By combining both unit and integration testing, you get a complete testing approach. As your project grows, continue refining your tests to cover new features, ensuring long-term reliability and adequately testing the system.

Frequently Asked Questions

1. What is the difference between integration testing and unit testing?

Unit testing checks individual components, like functions or methods, to ensure they work on their own. These tests are often part of white-box tests where you have visibility into the internal design. Integration testing, on the other hand, focuses on how these units of code work together. It tests interactions between parts of a software application to catch issues that happen when they’re combined, making it a key part of your testing strategies.

2. What is an example of integration testing?

A good example of integration testing would be checking how an e-commerce app’s checkout process works. The test would ensure that when a user adds items to the cart, the payment service processes the transaction, and the inventory system updates the stock levels accordingly.
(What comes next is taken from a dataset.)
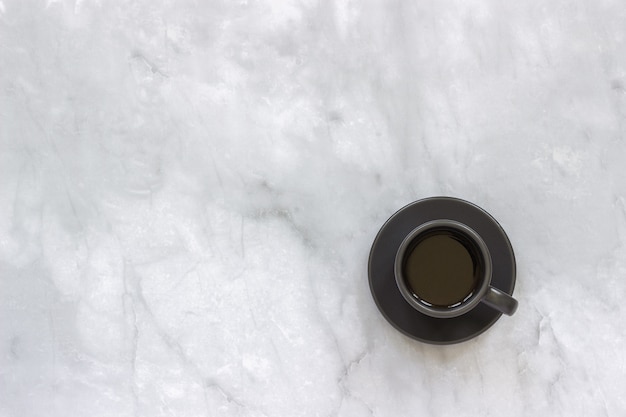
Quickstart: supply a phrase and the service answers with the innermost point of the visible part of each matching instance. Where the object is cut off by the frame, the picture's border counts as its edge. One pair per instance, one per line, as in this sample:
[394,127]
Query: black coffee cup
[443,269]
3. Is API testing integration testing?

API testing can be a type of integration testing. It tests how your application interacts with an external API, ensuring that the data exchange between your app and the API works correctly and that your components handle the API responses as expected. This can be considered a form of black box testing technique because you’re testing the external behavior without focusing on the internal code.

4. Do integration tests replace unit tests?

No, integration tests don’t replace unit tests. Unit tests verify specific functions or methods in your source code, while integration tests focus on how components work together. Both are important, serve different purposes, and help catch bugs early at different stages of the testing process, including acceptance level and basic tests. Unit tests may run faster, helping with faster test execution, while integration tests provide a broader scope by focusing on integration testing checks.